Table Talks: meet Justine, French natural food activist



Hi Justine, where are you from and what did you study?


I’m from Yvelines in France and I studied in the catering industry for 5 years, then I specialised in food design at l’Ecole Duperré.


Why did you want to study food design and what does that mean to you?


For me, it’s a relevant way to express my convictions in the catering industry. Food design leads to the reflexion of our needs in relation to the resources we have. My goal is to re-evaluate the agricultural world and the craft industry.



Can you tell us more about your "vegetable leather"?

« Vegetable leaves » « Feuilles végétales »


I wanted to create a material playing with our senses but made with just one vegetable ingredient. Each sheet of the collection has its own use, taste and look.


Favourite restaurant?


That’s not really a restaurant but a market, in Versailles. Every week, I discover some new dishes and seasonal products. It inspires me with the colours, the smells and the variety of products and spices.


Which designers/people inspire you?


The people who inspired me the most are those I have met during my professional career and who taught me their experiences, namely: Guy Krenzer for his sensibility in gastronomy and Caroline Faccioli for her ability to capture gourmet moments.


Favourite cookbook?


Currently, « The Nordic Baking Book » by Magnus Nilsson. I love cook books which put forward a unique culinary heritage and make us travel from page to page.


What gift did you recently give to someone?


A scottish bag from my travel.

What future trends would like to see happening in the next few years?


A bigger interest about the environment around us and everyone’s initiatives. I think picking edible wild plants will become more common and accessible. In a world where questions about environment and industry are in the center of every talks.

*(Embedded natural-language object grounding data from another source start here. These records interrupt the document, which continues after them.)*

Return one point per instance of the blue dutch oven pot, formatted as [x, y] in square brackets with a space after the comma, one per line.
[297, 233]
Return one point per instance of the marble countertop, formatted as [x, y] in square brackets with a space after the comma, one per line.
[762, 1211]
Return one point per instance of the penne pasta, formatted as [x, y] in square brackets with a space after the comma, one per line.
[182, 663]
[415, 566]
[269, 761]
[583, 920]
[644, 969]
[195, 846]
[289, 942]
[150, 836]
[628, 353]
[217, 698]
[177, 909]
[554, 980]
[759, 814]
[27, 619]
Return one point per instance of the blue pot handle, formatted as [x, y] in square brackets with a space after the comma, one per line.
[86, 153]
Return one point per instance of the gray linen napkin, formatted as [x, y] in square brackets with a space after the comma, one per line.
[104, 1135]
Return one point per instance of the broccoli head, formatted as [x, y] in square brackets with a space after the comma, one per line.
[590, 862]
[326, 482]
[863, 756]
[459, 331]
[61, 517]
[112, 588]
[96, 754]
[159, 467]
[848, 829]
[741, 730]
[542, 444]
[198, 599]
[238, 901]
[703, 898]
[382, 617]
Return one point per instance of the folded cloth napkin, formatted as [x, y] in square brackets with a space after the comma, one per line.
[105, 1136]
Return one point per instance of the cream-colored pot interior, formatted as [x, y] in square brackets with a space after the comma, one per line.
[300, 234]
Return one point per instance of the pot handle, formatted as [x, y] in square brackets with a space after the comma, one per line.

What are you doing now and what are your projects in the future ? 


Since November I’m doing woofing in France and UK in farms to learn permaculture practices, agricultural breeding and artisan bread making. In the future, I’d like to use my knowledge for my cooking conception. Why not develop a vegetable garden or wild foraging tours... I’ve got plenty of ideas!



Thank you to Justine for answering these little questions for Crème zine and sharing with us some insight into her natural cooking! And thank you to our intern Jeanne for putting this article together.